Bronchial responsiveness to leukotriene D4 is resistant to inhaled fluticasone propionate - 17/08/11
Reprint requests: Barbro Dahlén MD, PhD, Division of Respiratory Medicine and Allergy, Department of Medicine, Karolinska University Hospital Huddinge, SE-141 86 Stockholm, Sweden.Stockholm, Sweden
Abstract |
Background |
Inhaled corticosteroids are highly effective in asthma, reducing inflammatory markers and bronchial hyperresponsiveness. Cysteinyl-leukotrienes are major mediators of airway obstruction and display proinflammatory effects. Although the synthesis of leukotrienes is not affected by corticosteroid treatment, the influence of corticosteroids on the leukotriene pathway remains unresolved.
Objective |
We investigated whether or not bronchial responsiveness to leukotriene (LT) D4 is reduced by fluticasone propionate in subjects with asthma.
Methods |
In 13 subjects with mild asthma, inhalation challenges with methacholine and LTD4 were performed on consecutive days before and after 2 weeks of treatment with inhaled fluticasone 500 μg, twice daily, in a double-blind, randomized, placebo-controlled study with crossover design and 3 weeks of washout between periods. Exhaled nitric oxide was measured as a marker of corticosteroid responsiveness, and baseline urinary LTE4 concentrations as an index of cysteinyl-leukotriene biosynthesis.
Results |
Fluticasone produced a significant decrease in methacholine responsiveness, corresponding to 2.6-fold shift in the PD20 FEV1, and a significant reduction in the levels of exhaled nitric oxide.

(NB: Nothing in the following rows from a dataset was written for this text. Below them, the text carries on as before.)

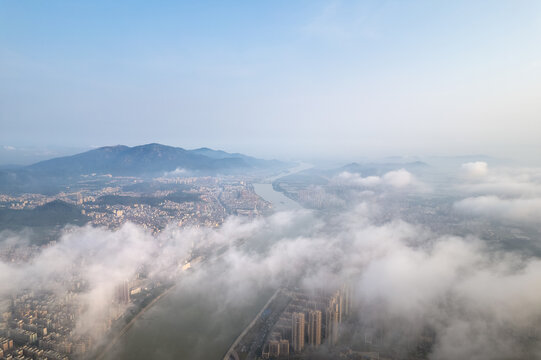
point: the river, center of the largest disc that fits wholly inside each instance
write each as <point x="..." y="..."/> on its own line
<point x="193" y="321"/>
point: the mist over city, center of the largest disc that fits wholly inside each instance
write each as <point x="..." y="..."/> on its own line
<point x="353" y="180"/>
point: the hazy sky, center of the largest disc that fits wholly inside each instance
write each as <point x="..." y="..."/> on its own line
<point x="275" y="78"/>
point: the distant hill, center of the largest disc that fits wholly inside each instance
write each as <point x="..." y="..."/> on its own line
<point x="54" y="213"/>
<point x="144" y="160"/>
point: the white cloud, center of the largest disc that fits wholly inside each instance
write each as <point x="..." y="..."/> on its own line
<point x="395" y="179"/>
<point x="521" y="209"/>
<point x="399" y="178"/>
<point x="475" y="169"/>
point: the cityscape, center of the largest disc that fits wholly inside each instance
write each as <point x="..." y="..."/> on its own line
<point x="281" y="180"/>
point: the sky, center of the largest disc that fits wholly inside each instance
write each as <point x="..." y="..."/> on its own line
<point x="285" y="79"/>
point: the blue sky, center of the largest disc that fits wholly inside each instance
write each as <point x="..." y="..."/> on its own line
<point x="275" y="78"/>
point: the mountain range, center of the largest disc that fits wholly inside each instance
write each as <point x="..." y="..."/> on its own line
<point x="144" y="160"/>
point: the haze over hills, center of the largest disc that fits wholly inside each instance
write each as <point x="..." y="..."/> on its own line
<point x="144" y="160"/>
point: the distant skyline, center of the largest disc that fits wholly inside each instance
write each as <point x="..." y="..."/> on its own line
<point x="280" y="79"/>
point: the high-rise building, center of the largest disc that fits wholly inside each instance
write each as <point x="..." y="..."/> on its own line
<point x="122" y="293"/>
<point x="284" y="347"/>
<point x="297" y="331"/>
<point x="314" y="327"/>
<point x="274" y="348"/>
<point x="332" y="316"/>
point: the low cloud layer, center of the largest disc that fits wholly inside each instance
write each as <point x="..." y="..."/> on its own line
<point x="512" y="194"/>
<point x="394" y="179"/>
<point x="472" y="297"/>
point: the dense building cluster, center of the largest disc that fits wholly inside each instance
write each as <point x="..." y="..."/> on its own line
<point x="307" y="322"/>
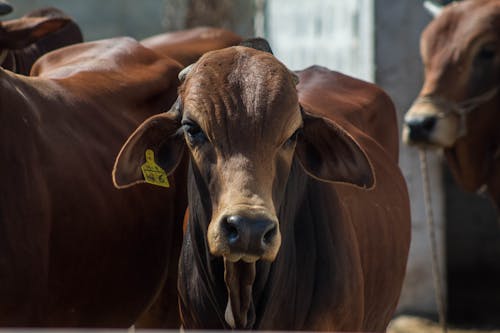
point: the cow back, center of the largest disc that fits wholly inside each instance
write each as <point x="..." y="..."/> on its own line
<point x="380" y="217"/>
<point x="98" y="255"/>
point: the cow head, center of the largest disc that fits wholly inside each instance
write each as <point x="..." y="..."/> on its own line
<point x="458" y="106"/>
<point x="239" y="117"/>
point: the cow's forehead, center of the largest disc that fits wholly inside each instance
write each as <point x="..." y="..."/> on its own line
<point x="239" y="88"/>
<point x="460" y="25"/>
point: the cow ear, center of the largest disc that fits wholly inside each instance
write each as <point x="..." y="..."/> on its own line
<point x="328" y="153"/>
<point x="158" y="136"/>
<point x="19" y="33"/>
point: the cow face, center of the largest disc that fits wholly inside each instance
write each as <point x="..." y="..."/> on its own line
<point x="239" y="117"/>
<point x="457" y="108"/>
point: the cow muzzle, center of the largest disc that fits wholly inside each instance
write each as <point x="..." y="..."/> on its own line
<point x="246" y="237"/>
<point x="427" y="125"/>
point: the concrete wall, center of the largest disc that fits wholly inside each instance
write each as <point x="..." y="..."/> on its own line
<point x="399" y="71"/>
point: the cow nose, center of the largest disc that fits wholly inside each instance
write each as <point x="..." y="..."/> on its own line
<point x="420" y="128"/>
<point x="249" y="235"/>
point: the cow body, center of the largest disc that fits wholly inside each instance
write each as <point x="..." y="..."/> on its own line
<point x="457" y="108"/>
<point x="186" y="46"/>
<point x="298" y="219"/>
<point x="24" y="40"/>
<point x="74" y="251"/>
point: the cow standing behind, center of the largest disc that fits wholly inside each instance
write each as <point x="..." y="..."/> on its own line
<point x="299" y="220"/>
<point x="75" y="251"/>
<point x="187" y="46"/>
<point x="458" y="106"/>
<point x="24" y="40"/>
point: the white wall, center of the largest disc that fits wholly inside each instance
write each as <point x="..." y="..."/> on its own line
<point x="337" y="34"/>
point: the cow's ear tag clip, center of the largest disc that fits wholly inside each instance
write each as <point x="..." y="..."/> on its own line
<point x="152" y="172"/>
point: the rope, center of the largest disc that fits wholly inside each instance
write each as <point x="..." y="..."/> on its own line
<point x="436" y="272"/>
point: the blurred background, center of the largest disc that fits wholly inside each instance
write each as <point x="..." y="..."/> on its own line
<point x="375" y="40"/>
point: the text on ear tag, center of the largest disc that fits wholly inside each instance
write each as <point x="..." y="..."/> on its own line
<point x="152" y="172"/>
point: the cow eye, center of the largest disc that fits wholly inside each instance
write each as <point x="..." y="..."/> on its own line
<point x="290" y="142"/>
<point x="194" y="133"/>
<point x="486" y="53"/>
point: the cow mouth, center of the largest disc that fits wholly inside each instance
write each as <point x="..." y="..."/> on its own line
<point x="239" y="277"/>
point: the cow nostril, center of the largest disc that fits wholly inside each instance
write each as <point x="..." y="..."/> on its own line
<point x="421" y="128"/>
<point x="230" y="229"/>
<point x="269" y="235"/>
<point x="428" y="123"/>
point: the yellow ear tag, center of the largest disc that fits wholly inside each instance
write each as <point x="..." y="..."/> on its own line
<point x="152" y="172"/>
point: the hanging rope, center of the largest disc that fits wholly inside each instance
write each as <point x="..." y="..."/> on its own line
<point x="436" y="272"/>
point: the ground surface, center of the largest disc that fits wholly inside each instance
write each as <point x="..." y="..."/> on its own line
<point x="410" y="324"/>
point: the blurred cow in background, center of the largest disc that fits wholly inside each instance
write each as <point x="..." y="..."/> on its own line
<point x="458" y="108"/>
<point x="24" y="40"/>
<point x="186" y="46"/>
<point x="75" y="251"/>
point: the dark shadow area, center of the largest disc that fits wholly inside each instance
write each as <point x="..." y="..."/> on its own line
<point x="473" y="258"/>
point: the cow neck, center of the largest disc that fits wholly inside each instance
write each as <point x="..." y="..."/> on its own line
<point x="282" y="292"/>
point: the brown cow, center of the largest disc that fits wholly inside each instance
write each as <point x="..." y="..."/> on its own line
<point x="24" y="40"/>
<point x="187" y="46"/>
<point x="5" y="7"/>
<point x="75" y="251"/>
<point x="458" y="106"/>
<point x="298" y="220"/>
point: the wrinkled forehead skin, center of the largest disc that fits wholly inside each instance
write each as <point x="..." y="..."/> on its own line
<point x="457" y="31"/>
<point x="241" y="97"/>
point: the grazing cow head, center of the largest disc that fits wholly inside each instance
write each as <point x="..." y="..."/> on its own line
<point x="458" y="106"/>
<point x="239" y="117"/>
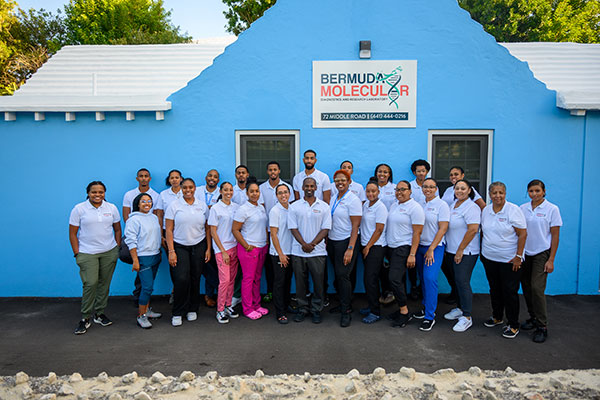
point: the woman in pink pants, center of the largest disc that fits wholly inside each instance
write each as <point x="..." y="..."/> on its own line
<point x="250" y="231"/>
<point x="220" y="221"/>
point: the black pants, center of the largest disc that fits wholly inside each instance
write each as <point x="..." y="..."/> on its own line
<point x="186" y="277"/>
<point x="316" y="267"/>
<point x="398" y="257"/>
<point x="282" y="282"/>
<point x="504" y="290"/>
<point x="343" y="283"/>
<point x="373" y="265"/>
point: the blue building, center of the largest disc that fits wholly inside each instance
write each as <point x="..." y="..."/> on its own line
<point x="102" y="112"/>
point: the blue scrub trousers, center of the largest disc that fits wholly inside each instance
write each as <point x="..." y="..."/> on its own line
<point x="428" y="276"/>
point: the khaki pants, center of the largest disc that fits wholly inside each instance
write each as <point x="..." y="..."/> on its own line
<point x="96" y="272"/>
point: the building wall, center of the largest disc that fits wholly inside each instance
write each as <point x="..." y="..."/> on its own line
<point x="263" y="81"/>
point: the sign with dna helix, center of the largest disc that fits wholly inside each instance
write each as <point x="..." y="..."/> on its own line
<point x="365" y="94"/>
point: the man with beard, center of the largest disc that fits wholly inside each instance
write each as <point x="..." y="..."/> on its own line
<point x="323" y="190"/>
<point x="309" y="220"/>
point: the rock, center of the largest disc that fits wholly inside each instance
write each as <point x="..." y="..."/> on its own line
<point x="102" y="377"/>
<point x="158" y="377"/>
<point x="555" y="383"/>
<point x="408" y="373"/>
<point x="187" y="376"/>
<point x="21" y="377"/>
<point x="65" y="390"/>
<point x="489" y="385"/>
<point x="129" y="378"/>
<point x="353" y="374"/>
<point x="378" y="373"/>
<point x="142" y="396"/>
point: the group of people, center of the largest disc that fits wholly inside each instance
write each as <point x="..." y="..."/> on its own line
<point x="405" y="228"/>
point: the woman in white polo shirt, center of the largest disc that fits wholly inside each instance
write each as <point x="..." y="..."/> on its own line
<point x="543" y="230"/>
<point x="224" y="243"/>
<point x="403" y="234"/>
<point x="188" y="240"/>
<point x="504" y="233"/>
<point x="280" y="252"/>
<point x="95" y="235"/>
<point x="372" y="237"/>
<point x="462" y="248"/>
<point x="346" y="213"/>
<point x="431" y="251"/>
<point x="250" y="231"/>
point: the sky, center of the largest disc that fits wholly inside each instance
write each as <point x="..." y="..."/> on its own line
<point x="200" y="18"/>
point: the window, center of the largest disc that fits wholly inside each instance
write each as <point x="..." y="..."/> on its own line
<point x="256" y="148"/>
<point x="467" y="149"/>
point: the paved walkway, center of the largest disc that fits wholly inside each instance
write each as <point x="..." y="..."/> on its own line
<point x="37" y="337"/>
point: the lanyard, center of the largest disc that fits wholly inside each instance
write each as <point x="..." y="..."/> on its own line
<point x="337" y="202"/>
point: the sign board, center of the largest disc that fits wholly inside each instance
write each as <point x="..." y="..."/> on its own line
<point x="365" y="94"/>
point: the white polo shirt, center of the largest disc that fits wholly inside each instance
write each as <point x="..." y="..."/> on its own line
<point x="96" y="234"/>
<point x="354" y="187"/>
<point x="189" y="220"/>
<point x="309" y="220"/>
<point x="499" y="237"/>
<point x="269" y="196"/>
<point x="341" y="211"/>
<point x="322" y="179"/>
<point x="209" y="198"/>
<point x="448" y="196"/>
<point x="221" y="216"/>
<point x="373" y="215"/>
<point x="436" y="211"/>
<point x="254" y="219"/>
<point x="401" y="218"/>
<point x="387" y="194"/>
<point x="278" y="219"/>
<point x="417" y="192"/>
<point x="132" y="194"/>
<point x="539" y="222"/>
<point x="467" y="213"/>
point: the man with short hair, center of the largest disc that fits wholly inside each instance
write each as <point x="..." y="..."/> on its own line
<point x="323" y="190"/>
<point x="309" y="221"/>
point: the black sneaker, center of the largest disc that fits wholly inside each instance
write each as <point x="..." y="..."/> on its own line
<point x="426" y="325"/>
<point x="540" y="335"/>
<point x="529" y="325"/>
<point x="402" y="320"/>
<point x="102" y="319"/>
<point x="83" y="326"/>
<point x="509" y="332"/>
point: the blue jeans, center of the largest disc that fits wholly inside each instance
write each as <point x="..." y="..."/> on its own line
<point x="428" y="277"/>
<point x="148" y="269"/>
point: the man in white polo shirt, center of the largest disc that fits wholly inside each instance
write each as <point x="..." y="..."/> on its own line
<point x="323" y="191"/>
<point x="309" y="220"/>
<point x="143" y="177"/>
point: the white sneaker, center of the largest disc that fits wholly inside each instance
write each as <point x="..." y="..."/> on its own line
<point x="463" y="324"/>
<point x="191" y="316"/>
<point x="455" y="313"/>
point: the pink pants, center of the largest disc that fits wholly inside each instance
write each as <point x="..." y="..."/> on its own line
<point x="227" y="273"/>
<point x="252" y="263"/>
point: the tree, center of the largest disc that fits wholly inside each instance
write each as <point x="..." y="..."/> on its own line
<point x="120" y="22"/>
<point x="242" y="13"/>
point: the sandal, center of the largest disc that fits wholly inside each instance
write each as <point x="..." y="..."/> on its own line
<point x="254" y="315"/>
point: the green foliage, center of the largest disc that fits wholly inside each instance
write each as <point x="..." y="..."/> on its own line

By contrast, bronchial responsiveness to LTD4 in the same subjects was unaffected by fluticasone, as were urinary LTE4 concentrations.
Conclusion |
These new data indicate that neither the biosynthesis nor the actions of leukotrienes appear to be sensitive to inhaled corticosteroids.
Clinical implications |
The study provides mechanistic support for the additive therapeutic efficacy of antileukotrienes and inhaled corticosteroids in asthma.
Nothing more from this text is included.